Morgan Stanley downgraded PepsiCo (NASDAQ:PEP) from Overweight to Equal-weight in a note Friday, citing ongoing challenges with topline growth and market share losses. The firm maintained a $185 price target on the stock.
Morgan Stanley lowered its organic sales growth (OSG) and earnings-per-share (EPS) estimates, highlighting persistent softness in the U.S. market and muted category growth despite recent efforts by PepsiCo to boost spending and promotions.
Morgan Stanley had previously upgraded PepsiCo to Overweight in March, expecting a turnaround in the second half of the year as the company cycled easier comparisons, moved past Quaker recall issues, and regained pricing power.
However, the analysts admitted this call was "wrong," as weakness in the company's Frito-Lay North America (FLNA) segment continued, and beverage market share trends deteriorated.
"As FLNA OSG weakness has lingered, price interventions/higher spend do not seem to be driving a meaningful snacks topline payback, and beverage market share trends have worsened, along with moderating, albeit still solid international OSG as pricing contribution slows sequentially," wrote Morgan Stanley.
The report noted that PepsiCo's stock has risen nearly 10% from its recent lows, aligning with a broader rally in defensive large-cap stocks.
Despite the stock trading at 20x 2025 EPS, which is relatively low compared to peers, Morgan Stanley sees little upside.
"With weak group fundamentals and relatively low valuation at 20x 2025 EPS vs peers, we see PEP stock downside as limited, so are EW," the analysts wrote.

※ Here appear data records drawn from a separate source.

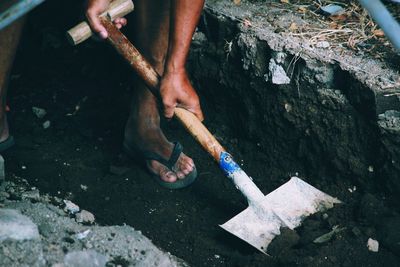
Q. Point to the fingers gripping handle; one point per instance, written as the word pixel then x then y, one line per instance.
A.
pixel 82 31
pixel 125 48
pixel 193 125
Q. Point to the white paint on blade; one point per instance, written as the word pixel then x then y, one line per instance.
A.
pixel 246 185
pixel 286 206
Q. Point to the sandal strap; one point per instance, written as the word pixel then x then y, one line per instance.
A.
pixel 169 163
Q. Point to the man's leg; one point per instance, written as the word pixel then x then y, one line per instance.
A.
pixel 9 38
pixel 151 26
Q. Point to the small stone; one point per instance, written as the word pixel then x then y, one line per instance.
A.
pixel 39 112
pixel 373 245
pixel 84 187
pixel 32 195
pixel 46 124
pixel 71 207
pixel 87 258
pixel 323 44
pixel 83 234
pixel 277 73
pixel 14 225
pixel 84 217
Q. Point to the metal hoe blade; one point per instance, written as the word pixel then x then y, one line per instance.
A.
pixel 286 206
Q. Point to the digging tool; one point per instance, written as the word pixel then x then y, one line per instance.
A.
pixel 262 220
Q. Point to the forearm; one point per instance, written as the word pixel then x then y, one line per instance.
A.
pixel 185 15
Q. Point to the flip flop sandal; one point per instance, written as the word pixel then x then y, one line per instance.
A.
pixel 170 163
pixel 6 144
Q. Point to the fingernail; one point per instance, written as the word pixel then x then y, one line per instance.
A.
pixel 103 34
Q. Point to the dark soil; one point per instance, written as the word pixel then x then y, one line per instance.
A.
pixel 86 90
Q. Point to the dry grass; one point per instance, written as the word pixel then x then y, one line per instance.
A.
pixel 353 28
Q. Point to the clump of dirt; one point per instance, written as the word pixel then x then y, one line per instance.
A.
pixel 79 156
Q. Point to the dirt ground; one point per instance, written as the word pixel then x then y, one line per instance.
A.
pixel 85 91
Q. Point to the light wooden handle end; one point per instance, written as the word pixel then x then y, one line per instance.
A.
pixel 82 31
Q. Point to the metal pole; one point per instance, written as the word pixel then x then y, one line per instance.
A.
pixel 385 20
pixel 17 10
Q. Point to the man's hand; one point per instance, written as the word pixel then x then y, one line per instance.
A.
pixel 94 9
pixel 177 91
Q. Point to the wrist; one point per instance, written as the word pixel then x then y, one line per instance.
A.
pixel 174 70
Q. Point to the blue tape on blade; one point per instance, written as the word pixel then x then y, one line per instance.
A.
pixel 15 10
pixel 227 164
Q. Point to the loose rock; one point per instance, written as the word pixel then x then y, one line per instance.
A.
pixel 88 258
pixel 71 207
pixel 39 112
pixel 84 217
pixel 14 225
pixel 373 245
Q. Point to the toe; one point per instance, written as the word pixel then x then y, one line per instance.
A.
pixel 168 176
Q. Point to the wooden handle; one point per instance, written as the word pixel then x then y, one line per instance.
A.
pixel 82 31
pixel 194 126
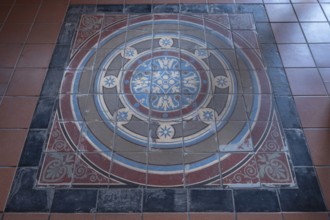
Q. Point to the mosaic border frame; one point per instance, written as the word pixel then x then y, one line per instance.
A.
pixel 24 197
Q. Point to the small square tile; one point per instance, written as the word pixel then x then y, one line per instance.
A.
pixel 26 82
pixel 280 12
pixel 36 55
pixel 304 216
pixel 318 144
pixel 25 216
pixel 44 33
pixel 316 32
pixel 320 53
pixel 288 33
pixel 7 176
pixel 12 145
pixel 324 179
pixel 259 216
pixel 296 55
pixel 305 81
pixel 309 12
pixel 11 115
pixel 313 111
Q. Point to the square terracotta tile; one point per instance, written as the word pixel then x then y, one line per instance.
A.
pixel 318 143
pixel 288 33
pixel 23 13
pixel 305 216
pixel 26 216
pixel 280 13
pixel 296 55
pixel 26 81
pixel 12 143
pixel 119 216
pixel 11 114
pixel 211 216
pixel 320 53
pixel 76 216
pixel 14 33
pixel 313 111
pixel 36 55
pixel 305 81
pixel 317 32
pixel 324 179
pixel 7 175
pixel 44 33
pixel 9 54
pixel 259 216
pixel 165 216
pixel 309 12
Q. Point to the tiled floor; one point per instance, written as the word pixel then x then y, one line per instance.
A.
pixel 232 119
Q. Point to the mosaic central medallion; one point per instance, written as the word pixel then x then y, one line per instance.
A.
pixel 165 101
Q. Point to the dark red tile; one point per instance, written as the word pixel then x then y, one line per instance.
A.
pixel 280 12
pixel 288 33
pixel 14 33
pixel 309 12
pixel 296 55
pixel 305 216
pixel 313 111
pixel 44 33
pixel 324 179
pixel 7 175
pixel 23 13
pixel 36 55
pixel 27 81
pixel 317 32
pixel 318 142
pixel 321 54
pixel 16 112
pixel 12 142
pixel 305 81
pixel 9 54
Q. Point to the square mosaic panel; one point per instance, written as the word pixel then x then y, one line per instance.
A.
pixel 166 100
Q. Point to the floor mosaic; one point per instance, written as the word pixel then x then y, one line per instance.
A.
pixel 165 109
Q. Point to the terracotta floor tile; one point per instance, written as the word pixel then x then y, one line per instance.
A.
pixel 317 32
pixel 324 179
pixel 296 55
pixel 44 33
pixel 280 12
pixel 119 216
pixel 318 143
pixel 305 216
pixel 77 216
pixel 25 216
pixel 309 12
pixel 211 216
pixel 12 142
pixel 320 53
pixel 7 175
pixel 23 14
pixel 36 55
pixel 326 9
pixel 9 54
pixel 14 33
pixel 11 114
pixel 27 81
pixel 305 81
pixel 165 216
pixel 259 216
pixel 314 111
pixel 288 33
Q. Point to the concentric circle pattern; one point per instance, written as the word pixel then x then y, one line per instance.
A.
pixel 168 100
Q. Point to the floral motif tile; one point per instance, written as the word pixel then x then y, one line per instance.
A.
pixel 166 100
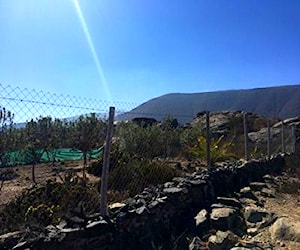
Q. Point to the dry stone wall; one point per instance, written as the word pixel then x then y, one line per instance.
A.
pixel 160 217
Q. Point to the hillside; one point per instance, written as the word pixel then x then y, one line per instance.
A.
pixel 276 102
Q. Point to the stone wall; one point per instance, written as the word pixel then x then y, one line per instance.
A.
pixel 158 218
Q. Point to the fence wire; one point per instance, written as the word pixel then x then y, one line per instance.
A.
pixel 65 132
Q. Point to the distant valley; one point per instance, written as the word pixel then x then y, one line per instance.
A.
pixel 275 102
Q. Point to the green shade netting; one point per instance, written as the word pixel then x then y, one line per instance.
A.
pixel 62 154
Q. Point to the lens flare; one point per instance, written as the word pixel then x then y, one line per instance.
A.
pixel 92 48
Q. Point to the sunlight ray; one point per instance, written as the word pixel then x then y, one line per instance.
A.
pixel 93 50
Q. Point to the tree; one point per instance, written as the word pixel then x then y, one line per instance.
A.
pixel 6 122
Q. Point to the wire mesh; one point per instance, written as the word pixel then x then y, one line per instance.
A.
pixel 149 147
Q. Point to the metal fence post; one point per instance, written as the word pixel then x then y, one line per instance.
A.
pixel 282 137
pixel 268 139
pixel 104 176
pixel 246 136
pixel 208 160
pixel 293 139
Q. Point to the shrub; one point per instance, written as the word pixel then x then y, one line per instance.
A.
pixel 219 150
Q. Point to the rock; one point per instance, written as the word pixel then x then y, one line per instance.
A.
pixel 222 240
pixel 196 244
pixel 284 229
pixel 252 231
pixel 257 186
pixel 226 218
pixel 247 193
pixel 232 202
pixel 258 217
pixel 7 241
pixel 201 222
pixel 269 193
pixel 118 206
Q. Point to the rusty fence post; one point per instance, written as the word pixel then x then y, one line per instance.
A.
pixel 104 176
pixel 282 137
pixel 246 136
pixel 268 140
pixel 208 159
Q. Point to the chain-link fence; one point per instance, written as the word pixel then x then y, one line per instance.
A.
pixel 56 133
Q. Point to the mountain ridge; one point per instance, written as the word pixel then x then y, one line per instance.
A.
pixel 274 102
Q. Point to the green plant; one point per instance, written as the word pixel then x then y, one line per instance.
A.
pixel 137 174
pixel 42 214
pixel 219 150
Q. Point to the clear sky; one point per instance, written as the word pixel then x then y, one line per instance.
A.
pixel 135 50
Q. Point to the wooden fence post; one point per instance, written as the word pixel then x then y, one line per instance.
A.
pixel 268 140
pixel 294 139
pixel 104 176
pixel 246 136
pixel 282 137
pixel 208 160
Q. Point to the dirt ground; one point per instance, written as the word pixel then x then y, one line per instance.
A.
pixel 285 204
pixel 43 172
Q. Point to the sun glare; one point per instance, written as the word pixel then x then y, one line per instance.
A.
pixel 92 48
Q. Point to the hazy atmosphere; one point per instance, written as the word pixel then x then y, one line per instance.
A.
pixel 133 51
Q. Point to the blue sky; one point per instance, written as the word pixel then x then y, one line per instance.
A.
pixel 148 48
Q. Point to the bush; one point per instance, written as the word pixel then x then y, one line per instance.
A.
pixel 40 206
pixel 133 177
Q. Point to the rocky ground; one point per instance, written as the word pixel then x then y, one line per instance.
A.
pixel 14 180
pixel 264 215
pixel 267 211
pixel 270 218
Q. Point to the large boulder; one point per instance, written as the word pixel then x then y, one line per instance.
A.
pixel 285 229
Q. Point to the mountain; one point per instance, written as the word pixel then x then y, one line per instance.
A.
pixel 274 102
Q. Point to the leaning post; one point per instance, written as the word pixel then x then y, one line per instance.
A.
pixel 208 160
pixel 294 139
pixel 282 137
pixel 104 176
pixel 246 136
pixel 268 140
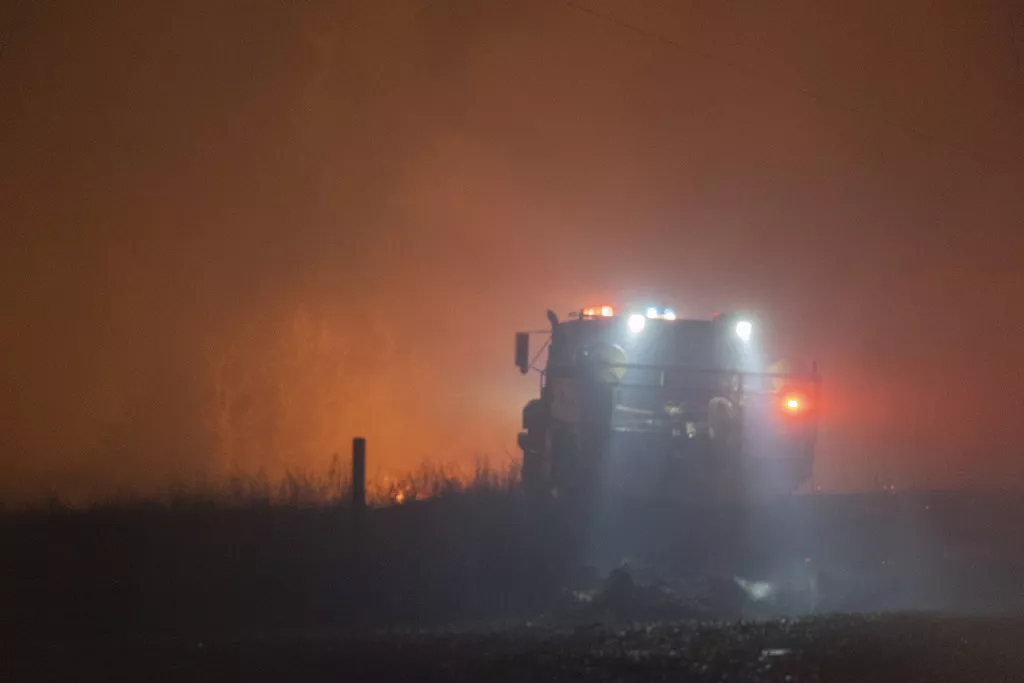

However, Morgan Stanley is concerned about further downside risk to PepsiCo's Q3, Q4, and FY25 performance, with EPS growth expected to come in below PepsiCo's high-single-digit algorithm.
The firm also warned that if recent reinvestment efforts do not generate stronger results, the need for additional spending in 2025 could further pressure earnings growth.
Morgan Stanley cut its FY25 EPS forecast by around 2%, with a 6% EPS growth estimate that is also 2% below consensus.